After a couple of days in the national park part of the area, we headed a little south from our campsite to Patrick’s Point State Park. It was a lot smaller than any of the state or national Redwood Parks, but our gentleman friend of the air quotes recommended it, so we thought we would check it out.
Being the cheapskates we are, we parked just outside the park and walked in so as not to have to pay for parking. The park was up on a bluff for the most part and as we moved toward the ocean, fog started to appear. We wound up first on a lower bluff where Mike could scramble on rocks and I watched the surf crash onto rocks as the fog really rolled in. We soon couldn’t see the bigger bluffs nearby and I started to get cold without the sun. We meandered down the shore a ways and found the sun again, as well as access to a tidepool area. Unfortunately, we got there close to high tide, but we made our way down anyway and were so happy that we did. We did not get to see anemones and other fun creatures, but we did see find an amazing area full of beautiful and diverse rocks. We spent a long time there admiring and finding the best rocks. The sun came back out and we lounged on a rock drying our feet (and my pant legs) and taking in the majesty of a very round seal.
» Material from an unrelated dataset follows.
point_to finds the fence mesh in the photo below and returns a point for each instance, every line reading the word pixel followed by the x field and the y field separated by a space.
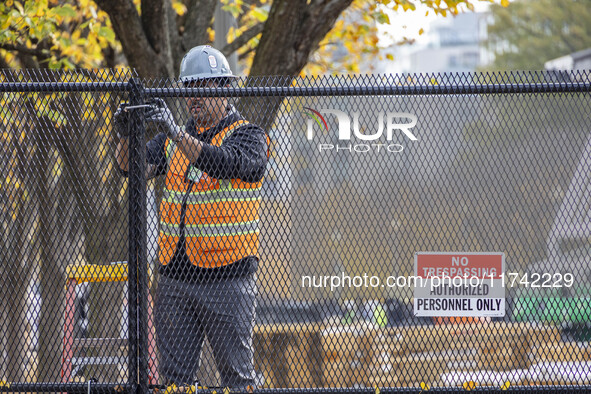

When we got back to our campground, we decide that we had to check out the local beach nearby after seeing that it was named Agate Beach. Here, we joined others slowly wandering along, neck craned down toward the beach, intermittently squatting to find the best rocks. From here on out, we are stopping at every Agate Beach we see on a map.
The next day took us back north the Redwood National and State parks to do one more hike before we left the area. This time we were a little further inland; there were fewer old growth redwoods, but the hike was lovely nonetheless.
The next day, we headed south, but first we made one more stop at Agate Beach to collect a few more rocks.